Bruno, por sua vez, pontua que um apoio psicossocial salva vidas e precisa fazer parte das respostas humanitárias a guerras, abrangendo não só os que vivenciaram o cenário, mas também seus familiares também. "E é muito complicado você pensar assim 'ah, quem passou por isso vai pedir ajuda'. Muitas vezes as pessoas não vão pedir ajuda, elas não conseguem.
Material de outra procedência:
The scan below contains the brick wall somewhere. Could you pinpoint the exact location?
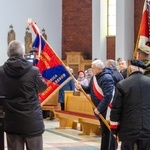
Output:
[62,0,92,59]
[62,0,145,59]
[134,0,145,43]
[106,36,116,59]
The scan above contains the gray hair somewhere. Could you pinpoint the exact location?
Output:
[7,40,25,57]
[107,59,117,69]
[92,59,105,69]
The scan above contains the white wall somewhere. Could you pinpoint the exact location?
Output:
[0,0,62,65]
[116,0,134,60]
[92,0,107,61]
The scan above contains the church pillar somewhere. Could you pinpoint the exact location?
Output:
[92,0,107,61]
[115,0,134,60]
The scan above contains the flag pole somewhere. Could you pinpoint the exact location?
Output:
[29,18,110,130]
[133,30,140,59]
[41,35,110,130]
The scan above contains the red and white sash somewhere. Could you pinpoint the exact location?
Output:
[92,76,114,120]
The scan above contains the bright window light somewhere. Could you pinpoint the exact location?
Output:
[107,0,116,36]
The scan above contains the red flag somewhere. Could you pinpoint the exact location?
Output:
[29,22,72,105]
[138,0,150,47]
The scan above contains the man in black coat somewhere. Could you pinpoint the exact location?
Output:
[76,59,116,150]
[110,60,150,150]
[0,41,47,150]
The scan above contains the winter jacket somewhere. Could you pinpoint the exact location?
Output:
[82,68,114,117]
[110,72,150,141]
[0,57,47,136]
[58,80,75,103]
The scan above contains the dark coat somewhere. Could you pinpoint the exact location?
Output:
[0,57,47,136]
[58,80,75,103]
[82,68,114,117]
[110,72,150,141]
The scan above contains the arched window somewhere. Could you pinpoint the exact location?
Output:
[107,0,116,36]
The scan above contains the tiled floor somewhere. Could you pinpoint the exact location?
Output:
[5,119,120,150]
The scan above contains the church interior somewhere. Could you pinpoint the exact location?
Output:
[1,0,145,150]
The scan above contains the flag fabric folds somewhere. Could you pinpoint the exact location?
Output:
[29,21,72,105]
[138,0,150,47]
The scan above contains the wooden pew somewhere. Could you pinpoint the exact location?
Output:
[55,91,100,135]
[42,93,60,120]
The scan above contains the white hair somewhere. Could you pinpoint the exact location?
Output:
[92,59,105,69]
[129,65,145,74]
[7,40,25,57]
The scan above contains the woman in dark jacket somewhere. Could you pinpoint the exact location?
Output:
[110,60,150,150]
[0,41,47,150]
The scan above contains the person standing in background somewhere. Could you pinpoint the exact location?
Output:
[75,59,117,150]
[58,66,75,110]
[118,59,127,79]
[105,59,124,86]
[136,45,150,77]
[0,41,47,150]
[110,60,150,150]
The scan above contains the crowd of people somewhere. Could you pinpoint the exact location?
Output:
[0,41,150,150]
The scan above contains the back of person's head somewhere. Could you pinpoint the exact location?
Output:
[92,59,105,69]
[129,59,147,74]
[105,59,117,69]
[7,40,25,57]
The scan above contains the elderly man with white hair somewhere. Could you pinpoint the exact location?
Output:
[76,59,116,150]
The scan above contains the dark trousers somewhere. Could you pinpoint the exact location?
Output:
[60,103,65,110]
[121,139,150,150]
[6,133,43,150]
[100,121,118,150]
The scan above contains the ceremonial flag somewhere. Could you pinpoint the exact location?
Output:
[139,0,150,46]
[29,22,72,105]
[134,0,150,55]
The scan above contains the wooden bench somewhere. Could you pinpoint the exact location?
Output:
[42,93,60,120]
[55,91,100,135]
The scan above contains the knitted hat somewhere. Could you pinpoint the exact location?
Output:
[131,59,147,69]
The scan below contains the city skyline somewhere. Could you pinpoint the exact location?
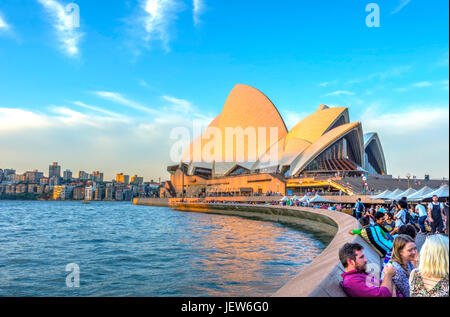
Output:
[0,0,449,180]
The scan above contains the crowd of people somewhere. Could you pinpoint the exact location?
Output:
[339,196,449,297]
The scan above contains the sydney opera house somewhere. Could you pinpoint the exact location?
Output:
[163,84,387,197]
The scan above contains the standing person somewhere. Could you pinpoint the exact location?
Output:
[339,243,396,297]
[348,216,392,258]
[381,234,417,297]
[409,234,449,297]
[384,212,395,233]
[444,198,448,237]
[415,204,428,233]
[374,212,394,240]
[428,195,445,233]
[355,198,366,220]
[389,200,397,213]
[391,199,408,235]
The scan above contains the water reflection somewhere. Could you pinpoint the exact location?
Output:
[178,213,324,296]
[0,201,326,296]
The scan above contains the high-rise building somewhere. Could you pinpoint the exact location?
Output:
[131,175,144,185]
[78,171,89,181]
[53,185,74,200]
[25,170,44,183]
[94,186,105,200]
[48,176,61,187]
[84,186,95,200]
[73,186,85,200]
[63,170,72,181]
[116,173,130,185]
[89,171,103,182]
[48,162,61,178]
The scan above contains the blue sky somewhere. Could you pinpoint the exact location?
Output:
[0,0,449,180]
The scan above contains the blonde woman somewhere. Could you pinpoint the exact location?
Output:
[409,234,449,297]
[381,234,417,297]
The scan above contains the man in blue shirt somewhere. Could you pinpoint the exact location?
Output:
[354,198,366,220]
[414,204,428,233]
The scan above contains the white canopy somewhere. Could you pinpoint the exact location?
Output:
[406,186,434,201]
[370,189,392,199]
[300,195,309,201]
[309,195,332,203]
[420,184,448,199]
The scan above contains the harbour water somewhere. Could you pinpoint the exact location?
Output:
[0,201,329,297]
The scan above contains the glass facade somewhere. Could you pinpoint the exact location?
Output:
[304,137,357,172]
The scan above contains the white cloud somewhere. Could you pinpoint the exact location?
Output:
[72,101,127,120]
[0,108,52,133]
[391,0,411,14]
[94,91,158,114]
[37,0,83,57]
[319,80,337,87]
[162,96,193,113]
[325,90,355,97]
[140,0,178,51]
[348,66,411,85]
[413,81,433,88]
[192,0,205,26]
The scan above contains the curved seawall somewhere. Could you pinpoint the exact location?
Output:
[135,201,381,297]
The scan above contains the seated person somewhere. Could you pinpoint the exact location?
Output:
[349,216,392,258]
[383,224,418,267]
[384,212,395,234]
[375,211,394,240]
[339,243,395,297]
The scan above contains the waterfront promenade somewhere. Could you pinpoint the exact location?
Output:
[134,197,381,297]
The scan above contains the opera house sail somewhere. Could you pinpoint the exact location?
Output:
[164,84,387,197]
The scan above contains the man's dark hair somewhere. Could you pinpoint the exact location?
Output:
[397,199,408,209]
[374,211,384,220]
[398,224,417,239]
[359,216,370,227]
[339,243,364,268]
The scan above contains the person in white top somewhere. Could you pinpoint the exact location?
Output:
[415,204,428,233]
[428,195,445,233]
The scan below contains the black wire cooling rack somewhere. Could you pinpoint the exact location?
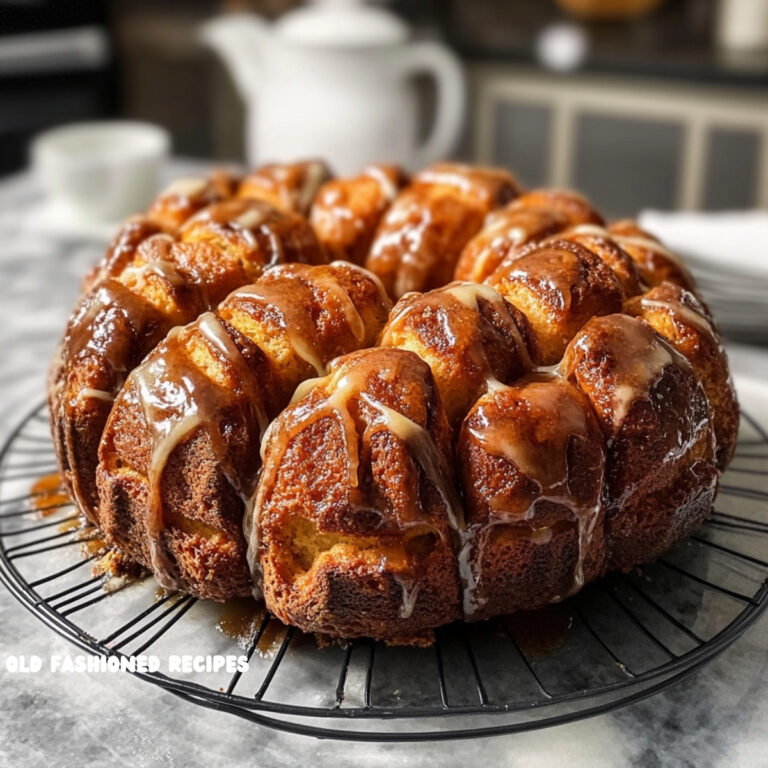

Porque se você perceber, no momento de depressão, por que a pessoa está angustiada, por que a pessoa está triste, e você perguntar para ela, ela vai dizer que está sentindo aquilo, mas não sabe o porquê". O TEPT pode levar ao suicídio.

Impacto à distância

Conflitos como a guerra na Ucrânia podem impactar ainda a saúde emocional daqueles que os acompanham à distância, diz o professor da UFPE. Assim, explica, é preciso "ter um cuidado também na questão do consumir as notícias, então dessa forma você está mais atualizado, mas também isso que aumenta a ansiedade". Para quem não vivencia o cenário de confronto militar, mas busca se informar, ele recomenda ainda chorar, se sentir necessidade; relembrar que, na realidade, se tratam de pessoas lutando, e não países; ignorar pensamentos catastróficos; buscar apenas fontes confiáveis para receber a informação, pois, diz o especialista, as fake news aumentam a ansiedade; realizar processos meditativos; e fazer uma doação para ajudar as vítimas, caso o ato de ajudar o próximo trouxer-lhe conforto.